Business development companies make money in two ways. First, a BDC makes money by generating earnings from interest, dividends, and fees from its investment portfolio in excess of its operating expenses. This is called net investment income. BDCs also earn money due to appreciation and depreciation in their investment portfolios, which, when added or subtracted to net investment income, results in true bottom line net income.

Depreciation of $0.30 per share outpaced operating income of $0.20 per share this quarter. In an ideal world, a BDC would generate positive operating income and gains from its investment portfolio over time.

The company's book value on a per-share basis has consistently declined since the third calendar quarter of 2014, when oil prices started sliding.
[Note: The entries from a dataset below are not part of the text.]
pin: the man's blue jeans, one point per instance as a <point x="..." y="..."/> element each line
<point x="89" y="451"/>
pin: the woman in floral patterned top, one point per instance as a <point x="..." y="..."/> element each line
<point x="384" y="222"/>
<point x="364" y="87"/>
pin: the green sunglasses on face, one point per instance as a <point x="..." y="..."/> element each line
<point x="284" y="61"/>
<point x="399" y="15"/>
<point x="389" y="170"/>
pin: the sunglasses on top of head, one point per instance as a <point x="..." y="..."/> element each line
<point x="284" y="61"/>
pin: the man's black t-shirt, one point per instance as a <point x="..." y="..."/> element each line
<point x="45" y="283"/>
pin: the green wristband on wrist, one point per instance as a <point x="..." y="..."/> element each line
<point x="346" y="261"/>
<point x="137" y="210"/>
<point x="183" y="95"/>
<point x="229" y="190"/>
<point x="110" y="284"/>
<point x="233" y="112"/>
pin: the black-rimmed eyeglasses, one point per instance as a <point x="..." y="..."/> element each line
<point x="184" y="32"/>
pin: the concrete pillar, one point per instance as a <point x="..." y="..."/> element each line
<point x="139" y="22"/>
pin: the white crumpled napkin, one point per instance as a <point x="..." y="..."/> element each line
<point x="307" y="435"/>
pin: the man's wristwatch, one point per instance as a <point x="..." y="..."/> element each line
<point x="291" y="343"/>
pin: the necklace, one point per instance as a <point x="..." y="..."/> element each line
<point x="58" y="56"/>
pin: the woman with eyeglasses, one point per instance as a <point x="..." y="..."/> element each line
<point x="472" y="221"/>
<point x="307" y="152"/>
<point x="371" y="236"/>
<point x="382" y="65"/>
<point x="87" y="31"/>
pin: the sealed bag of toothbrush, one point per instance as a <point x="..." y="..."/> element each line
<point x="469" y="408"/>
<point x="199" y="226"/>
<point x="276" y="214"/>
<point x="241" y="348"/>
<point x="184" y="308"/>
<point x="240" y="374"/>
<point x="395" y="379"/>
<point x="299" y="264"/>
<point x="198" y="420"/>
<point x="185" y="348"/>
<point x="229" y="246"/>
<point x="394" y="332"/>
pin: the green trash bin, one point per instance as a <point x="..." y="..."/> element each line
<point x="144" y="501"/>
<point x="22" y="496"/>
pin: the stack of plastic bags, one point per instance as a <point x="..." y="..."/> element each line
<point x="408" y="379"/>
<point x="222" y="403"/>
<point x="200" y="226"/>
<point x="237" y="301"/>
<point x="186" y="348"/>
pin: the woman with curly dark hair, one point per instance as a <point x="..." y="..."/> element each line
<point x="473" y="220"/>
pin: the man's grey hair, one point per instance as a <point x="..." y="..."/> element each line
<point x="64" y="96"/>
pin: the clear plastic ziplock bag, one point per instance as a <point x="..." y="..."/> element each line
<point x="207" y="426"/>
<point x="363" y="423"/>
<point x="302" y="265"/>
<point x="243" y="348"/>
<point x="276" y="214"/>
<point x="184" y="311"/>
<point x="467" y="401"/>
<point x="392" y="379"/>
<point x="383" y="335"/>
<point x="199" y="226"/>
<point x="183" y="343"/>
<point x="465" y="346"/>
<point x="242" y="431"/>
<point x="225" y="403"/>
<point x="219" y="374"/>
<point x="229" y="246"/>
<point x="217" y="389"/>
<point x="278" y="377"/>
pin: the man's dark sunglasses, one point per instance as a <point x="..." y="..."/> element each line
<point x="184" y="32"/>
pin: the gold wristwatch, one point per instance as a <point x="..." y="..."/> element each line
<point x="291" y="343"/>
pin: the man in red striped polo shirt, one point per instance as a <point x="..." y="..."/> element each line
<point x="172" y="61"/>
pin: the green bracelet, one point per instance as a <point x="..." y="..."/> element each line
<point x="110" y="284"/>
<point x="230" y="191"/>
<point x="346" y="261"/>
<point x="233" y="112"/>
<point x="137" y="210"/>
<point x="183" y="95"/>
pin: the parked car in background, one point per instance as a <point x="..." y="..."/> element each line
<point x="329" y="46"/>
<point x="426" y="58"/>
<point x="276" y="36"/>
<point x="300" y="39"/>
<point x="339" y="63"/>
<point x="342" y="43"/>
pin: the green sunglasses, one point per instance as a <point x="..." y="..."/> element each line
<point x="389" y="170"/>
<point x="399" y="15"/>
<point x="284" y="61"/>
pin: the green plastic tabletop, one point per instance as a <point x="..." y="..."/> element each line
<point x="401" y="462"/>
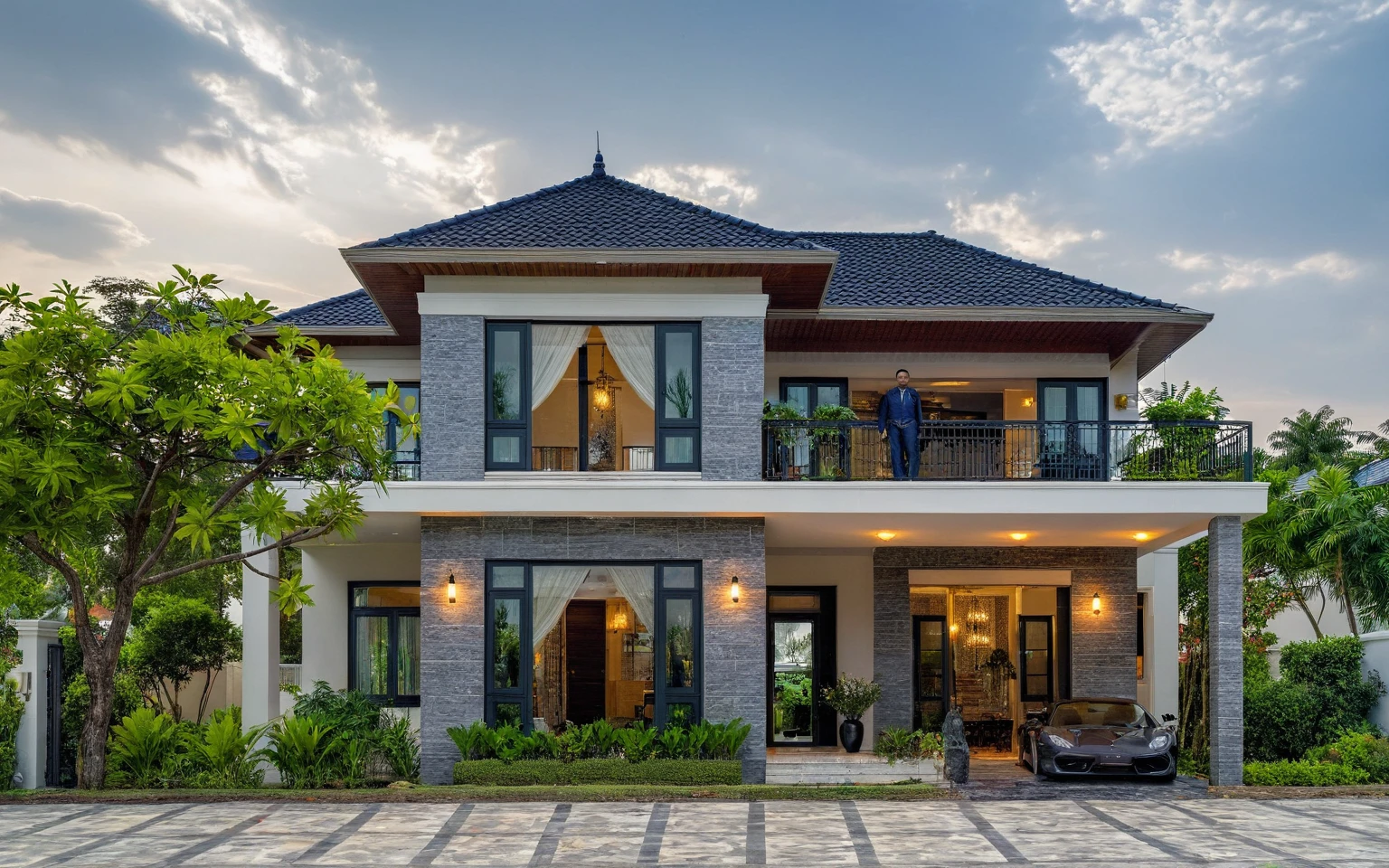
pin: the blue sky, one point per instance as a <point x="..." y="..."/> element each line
<point x="1228" y="156"/>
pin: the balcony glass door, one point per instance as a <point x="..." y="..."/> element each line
<point x="1072" y="434"/>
What happened this quarter?

Quiet by their nature, financial companies tend to not change all that much in just one quarter. There were, however, a few things worth highlighting:

  • Net investment activity was -$86.8 million, resulting in yet another quarter where Apollo Investment's portfolio shrank on a gross basis. (This is something of an industrywide phenomenon, as deal activity is seasonal, favoring the calendar fourth quarter, and has generally slowed across the industry.)
  • After logging another quarter of depreciation, its oil and gas investments now make up 11.9% of the portfolio at fair value, down from 13.9% of the portfolio at this time last year.
  • Share repurchases helped stem the decline in net asset value per share, as buybacks below book value added $0.02 to per-share NAV. The significance goes behind a mere two pennies -- continued buybacks show alignment between management, who are generally paid to grow assets at all costs, and investors, who would prefer smart buybacks at prices below book value.
  • Across the portfolio, 4.2% of total investments were on non-accrual status at fair value (8.4% at cost). At this time last year, only 0.1% of assets at fair value (1.3% at cost) were on non-accrual. Non-accrual means that Apollo is not accruing interest or dividend income from the investment in its earnings because it has doubts that it will actually collect the interest in cash.
  • Non-accrual loans generally include resource-related companies like Magnetation, Osage Exploration & Development, Spotted Hawk Development, Venoco, and Pelican Energy. Two education credits are also on non-accrual: Delta Educational Systems and Gryphon Colleges.

What management had to say

Management noted that they continue to look for ways to improve performance on the company's conference call. The company is focused on reducing its energy exposure at attractive prices, where possible, and being proactive at restructuring losing credits when appropriate.

The company's external manager has also reduced base management fees to 1.5% of assets, and is including a performance adjustment for incentive fees for the next year. When asked, management was somewhat dismissive about the need to cut the dividend to reflect the company's earnings, but it should be noted that net investment income is only matching its dividend despite higher-than-normal leverage.

Looking ahead

Down but not yet completely out of the portfolio, oil and gas investments should remain in focus at Apollo Investment, as they continue to drive the bulk of the swings in the value of its investment portfolio. Only time can tell if the worst is over for its investments with energy exposure, which represent the biggest challenge (and, in some ways, opportunity) over the next year.